Reviewed by Natalia Levshina, University of Leuven
Dagmar Divjak’s monograph is a fascinating attempt to disentangle the complexity of verb synonymy in Russian with the help of cutting-edge quantitative methods. It sheds light on fundamental semantic issues, such as external delineation and internal organization of near-synonyms, relationships between lexical and constructional meaning, and cognitive reality of corpus-based models.
The book comprises six chapters and a large appendix with detailed information about the sample of Russian verbs. In the first chapter, D introduces the key concepts of her study and outlines the methodology applied in the book. She shows how the cognitive-linguistic notions of construal, linguistic category, and prototype can be operationalized with the help of the corpus-based behavioral profiles approach, which is based on a large number of contextual features identified in a corpus.

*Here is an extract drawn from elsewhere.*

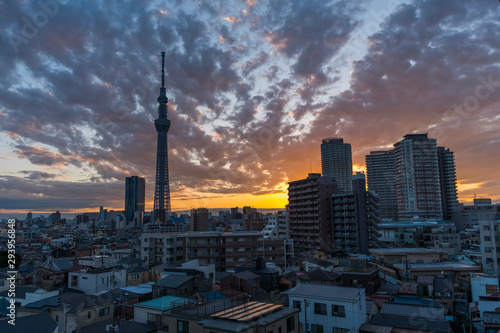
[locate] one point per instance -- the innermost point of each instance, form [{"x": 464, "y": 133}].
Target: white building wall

Ch. 2 presents an impressive typology of 289 Russian verbs that require an infinitival complement, which reflects a continuum of event integration. The typology was created on the basis of native speakers’ judgments about a few coarse-grained constructional features of verbs. As Ch. 3 demonstrates, these constructional features can also be useful in the identification of near-synonyms in a group of semantically related verbs.
In Chs. 4 and 5, D zooms in on nine near-synonymous Russian verbs of trying. She finds three main clusters in this group of near-synonyms (Ch. 4) and examines the prototypicality structure of each cluster individually (Ch. 5). Here the behavioral profiles method is thrown into action. D employs hierarchical cluster analysis to visualize and explore the multivariate data.
Ch. 6 is the most heterogeneous in the book, where D aims to validate her results. First, she tests the hypotheses presented in Chs. 4 and 5, with the help of confirmatory techniques. Next, she interprets the role of morphology in the construction-lexeme interaction, with the focus on the verbs of contriving or managing. She also compares the results of her corpus-based analyses (verbs of intending) with existing lexicographic descriptions. Finally, she finds converging experimental evidence of the lexical relationships captured with the help of behavioral profiles. The results show that D’s corpus-driven approach yields trustworthy and theoretically meaningful results at a high level of precision.
To sum up, the book provides a revealing and innovative approach to lexical synonymy. It is abundant in semantic and quantitative details, and the scope of analysis is impressive. It succeeds in bridging the gap between the theory and corpus data, on the one hand, and between lexicographers’ intuitions and objective evidence, on the other hand. All of this should guarantee that the book will be of great interest to anyone in the field of usage-based cognitive semantics.